Coptic Christians have been victims of attack in Egypt for many decades. In late November 2009 several days of looting, vandalizing and burning of Coptic properties occurred. According to many witnesses the mob in Favshoot, 300 miles from Cairo, made wooden crosses and burnt them in the streets. Nearly 3,000 angry Muslims damaged and looted 50 shops -- all owned by Christians. A Coptic priest, Rev. Benjamin Noshi, was beaten and is hospitalized with a skull fracture.

In Iraq, thousands of Christians have fled the country to escape violent persecution. Currently, in Iran, authorities have detained more than a dozen Christians who are held without substantiated charges. Iran’s constitution defines Islam as the state religion.

These are only a sample of the horrors being perpetrated on Christians in the name of Allah.

Our friend, William Kilpatrick, believes our elites cover up for what really goes on. Elites in government and schools take a mistaken view of the causes of Islamic militancy, subscribing to the view of history that somehow the Crusades are responsible for militant hatred toward Christians.

Robert Louis Wilkin, professor emeritus of the history of Christianity at the University of Virginia, concurs. “The recorded past and remembered past are seldom the same,” he recently wrote. In his view the understanding of the Crusades today is largely invented or imagined. The new paradigm is that the Crusades were Western Christian aggression, not a defensive movement of Christian piety. Wilkin fears the writings of mere historians can do little to undo the damage.

Jonathan Riley Smith, an historian of the Crusades, has said he had given up hope that scholarly writing could make a difference. Try watching the History Channel on the topic or ask a school age student what he learned of the Crusades. It is most likely a tale of knightly butchery.
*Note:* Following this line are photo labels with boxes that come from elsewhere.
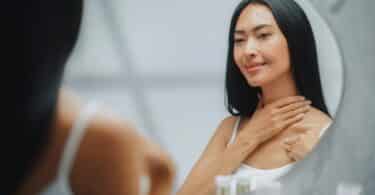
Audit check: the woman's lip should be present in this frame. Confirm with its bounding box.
[245,64,265,73]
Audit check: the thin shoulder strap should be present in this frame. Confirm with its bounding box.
[228,116,241,144]
[57,102,97,179]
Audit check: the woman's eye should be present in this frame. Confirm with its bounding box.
[258,33,271,39]
[234,39,245,44]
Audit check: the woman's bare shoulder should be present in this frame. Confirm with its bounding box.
[215,116,238,142]
[71,105,142,194]
[291,107,332,132]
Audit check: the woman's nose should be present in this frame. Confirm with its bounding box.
[245,41,258,58]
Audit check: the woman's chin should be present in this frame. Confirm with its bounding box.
[247,79,265,87]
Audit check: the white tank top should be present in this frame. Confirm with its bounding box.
[228,117,330,188]
[40,102,97,195]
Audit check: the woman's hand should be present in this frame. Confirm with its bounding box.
[238,96,311,144]
[142,138,175,195]
[282,130,319,161]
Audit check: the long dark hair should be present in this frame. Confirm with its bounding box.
[225,0,330,116]
[0,0,83,194]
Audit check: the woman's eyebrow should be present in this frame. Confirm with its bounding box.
[234,24,272,35]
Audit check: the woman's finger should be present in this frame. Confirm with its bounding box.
[279,105,311,120]
[283,135,301,145]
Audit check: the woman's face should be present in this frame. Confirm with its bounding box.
[233,4,292,87]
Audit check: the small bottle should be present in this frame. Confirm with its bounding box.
[236,175,252,195]
[215,175,232,195]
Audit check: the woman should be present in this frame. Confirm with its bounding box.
[0,0,174,195]
[178,0,331,195]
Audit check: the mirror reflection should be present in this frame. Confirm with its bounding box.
[178,0,344,195]
[62,0,343,193]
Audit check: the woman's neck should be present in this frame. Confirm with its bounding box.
[261,73,298,105]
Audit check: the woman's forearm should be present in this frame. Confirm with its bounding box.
[177,139,259,195]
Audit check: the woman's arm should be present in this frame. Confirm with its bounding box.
[177,96,311,195]
[177,117,256,195]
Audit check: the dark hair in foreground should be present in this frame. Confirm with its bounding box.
[0,0,83,195]
[225,0,330,116]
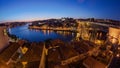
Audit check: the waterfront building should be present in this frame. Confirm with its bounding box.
[0,26,9,52]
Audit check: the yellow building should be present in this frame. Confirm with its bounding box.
[108,27,120,45]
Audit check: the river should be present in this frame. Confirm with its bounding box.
[9,24,76,42]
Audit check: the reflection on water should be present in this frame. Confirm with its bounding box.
[9,24,76,42]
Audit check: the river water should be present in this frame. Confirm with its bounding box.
[9,24,76,42]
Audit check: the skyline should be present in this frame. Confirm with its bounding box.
[0,0,120,22]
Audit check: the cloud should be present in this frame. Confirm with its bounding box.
[78,0,85,3]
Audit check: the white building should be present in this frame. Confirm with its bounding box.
[0,26,9,52]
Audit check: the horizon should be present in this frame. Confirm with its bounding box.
[0,0,120,23]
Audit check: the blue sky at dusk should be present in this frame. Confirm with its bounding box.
[0,0,120,22]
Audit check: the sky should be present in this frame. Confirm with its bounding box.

Yet the Crusades offer a cornucopia of stories and images -- of bravery and cruelty, honor and duplicity -- that can be used to serve different ends.

Perhaps we should bone up on key events such as the capture of Jerusalem by the Franks in 1099, the retaking of the city by the Muslims, and the Fourth Crusade on Constantinople; the personalities of Richard the Lionhearted, the Holy Roman Emperor Frederick II and Saladin, the Muslim leader.
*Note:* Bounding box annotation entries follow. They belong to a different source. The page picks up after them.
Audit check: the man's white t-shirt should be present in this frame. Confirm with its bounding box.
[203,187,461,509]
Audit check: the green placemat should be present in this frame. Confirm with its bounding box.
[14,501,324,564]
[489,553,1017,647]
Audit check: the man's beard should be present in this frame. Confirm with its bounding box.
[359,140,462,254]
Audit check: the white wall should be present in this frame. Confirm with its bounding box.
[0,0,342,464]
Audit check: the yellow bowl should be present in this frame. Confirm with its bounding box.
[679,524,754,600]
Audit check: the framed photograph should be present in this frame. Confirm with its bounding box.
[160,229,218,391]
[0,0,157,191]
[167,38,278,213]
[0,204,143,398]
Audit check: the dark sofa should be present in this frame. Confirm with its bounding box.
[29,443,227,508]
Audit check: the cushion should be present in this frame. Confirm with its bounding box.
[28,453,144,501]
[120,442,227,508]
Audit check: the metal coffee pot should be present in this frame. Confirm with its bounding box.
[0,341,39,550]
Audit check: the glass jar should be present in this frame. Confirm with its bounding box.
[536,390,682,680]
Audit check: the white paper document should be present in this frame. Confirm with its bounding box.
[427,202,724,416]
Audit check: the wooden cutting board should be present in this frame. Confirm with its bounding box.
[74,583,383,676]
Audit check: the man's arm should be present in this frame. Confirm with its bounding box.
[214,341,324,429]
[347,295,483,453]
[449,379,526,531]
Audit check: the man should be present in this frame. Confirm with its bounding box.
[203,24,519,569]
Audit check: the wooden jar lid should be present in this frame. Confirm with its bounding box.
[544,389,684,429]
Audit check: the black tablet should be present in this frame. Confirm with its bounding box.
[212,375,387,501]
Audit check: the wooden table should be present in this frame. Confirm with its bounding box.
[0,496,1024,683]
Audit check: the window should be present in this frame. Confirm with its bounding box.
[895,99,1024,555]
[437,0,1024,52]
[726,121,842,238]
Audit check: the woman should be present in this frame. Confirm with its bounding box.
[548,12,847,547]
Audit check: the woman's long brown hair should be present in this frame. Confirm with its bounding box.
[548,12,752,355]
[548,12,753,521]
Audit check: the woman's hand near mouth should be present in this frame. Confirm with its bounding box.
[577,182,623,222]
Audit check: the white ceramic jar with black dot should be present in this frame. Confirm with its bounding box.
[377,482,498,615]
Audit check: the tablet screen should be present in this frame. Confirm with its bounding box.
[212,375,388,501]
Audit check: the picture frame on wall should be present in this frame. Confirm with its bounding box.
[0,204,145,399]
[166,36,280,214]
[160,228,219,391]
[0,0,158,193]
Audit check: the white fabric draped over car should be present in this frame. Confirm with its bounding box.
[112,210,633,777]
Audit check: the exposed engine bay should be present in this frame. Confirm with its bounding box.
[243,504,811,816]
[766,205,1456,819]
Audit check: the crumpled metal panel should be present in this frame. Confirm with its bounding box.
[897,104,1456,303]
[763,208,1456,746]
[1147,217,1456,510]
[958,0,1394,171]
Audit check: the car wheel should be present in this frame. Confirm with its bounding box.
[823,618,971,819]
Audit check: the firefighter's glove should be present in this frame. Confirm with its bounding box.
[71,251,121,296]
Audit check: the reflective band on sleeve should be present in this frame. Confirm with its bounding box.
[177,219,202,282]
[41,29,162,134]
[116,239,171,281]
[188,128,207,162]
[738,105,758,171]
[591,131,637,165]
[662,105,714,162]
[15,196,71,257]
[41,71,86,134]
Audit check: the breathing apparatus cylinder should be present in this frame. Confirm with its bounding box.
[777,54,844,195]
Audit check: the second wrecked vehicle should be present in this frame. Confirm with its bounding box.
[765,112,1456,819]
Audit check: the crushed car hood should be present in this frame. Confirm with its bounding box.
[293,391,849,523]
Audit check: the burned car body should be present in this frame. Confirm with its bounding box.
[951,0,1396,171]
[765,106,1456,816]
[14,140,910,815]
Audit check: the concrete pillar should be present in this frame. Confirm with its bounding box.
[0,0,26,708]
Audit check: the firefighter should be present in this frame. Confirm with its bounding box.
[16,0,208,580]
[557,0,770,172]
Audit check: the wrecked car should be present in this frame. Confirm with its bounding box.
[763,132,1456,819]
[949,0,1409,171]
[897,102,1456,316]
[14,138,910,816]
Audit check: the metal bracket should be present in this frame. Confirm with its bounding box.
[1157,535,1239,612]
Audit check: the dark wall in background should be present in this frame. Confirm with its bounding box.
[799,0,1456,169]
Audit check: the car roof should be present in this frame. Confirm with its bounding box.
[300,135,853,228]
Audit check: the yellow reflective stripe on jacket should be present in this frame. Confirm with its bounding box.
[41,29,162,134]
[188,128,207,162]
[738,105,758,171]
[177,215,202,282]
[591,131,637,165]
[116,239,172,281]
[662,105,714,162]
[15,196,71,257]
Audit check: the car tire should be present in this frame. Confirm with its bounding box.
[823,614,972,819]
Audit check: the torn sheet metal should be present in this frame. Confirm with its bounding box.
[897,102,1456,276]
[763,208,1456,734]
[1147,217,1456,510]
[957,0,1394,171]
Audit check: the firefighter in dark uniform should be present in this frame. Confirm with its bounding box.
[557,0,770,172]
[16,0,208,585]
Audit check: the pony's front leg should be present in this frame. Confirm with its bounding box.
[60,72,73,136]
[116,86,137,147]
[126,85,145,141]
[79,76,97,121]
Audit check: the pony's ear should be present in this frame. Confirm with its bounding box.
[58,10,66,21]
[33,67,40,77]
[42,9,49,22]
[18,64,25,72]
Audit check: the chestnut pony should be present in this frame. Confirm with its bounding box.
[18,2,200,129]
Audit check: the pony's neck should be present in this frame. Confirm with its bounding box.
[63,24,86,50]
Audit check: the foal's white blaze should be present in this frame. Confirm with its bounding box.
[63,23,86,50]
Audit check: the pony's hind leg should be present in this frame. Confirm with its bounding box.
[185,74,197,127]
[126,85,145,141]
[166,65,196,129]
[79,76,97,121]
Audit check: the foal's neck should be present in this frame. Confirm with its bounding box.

In the year 600, the Middle East -- from present-day Turkey to Iraq, including Egypt and the southern Mediterranean coast -- was Christian, and its principal cities including Alexandria, Antioch, Damascus and Jerusalem were vibrant centers of Christian life. But, in a century, the entire region came under Muslim rule. The Crusades were, in fact, a counter-offensive of Western Christians to come to the aid of Eastern Christians in defending their lands against further expansion of Islam and to free the holy city of Jerusalem from Muslim rule.

Islam is clearly on the march again and we Christians need to understand its history. Fortunately there are two new books on the subject: “Holy Warriors” by Jonathan Phillips and “The Crusades” by Thomas Asbridge. At the very least, these books offer a rebuttal to the current orthodoxy on the issue being presented in our schools and on television.

Kevin and Marilyn Ryan edited “Why I Am Still a Catholic” [Riverhead Books, 1998] and live in Chestnut Hill, Mass.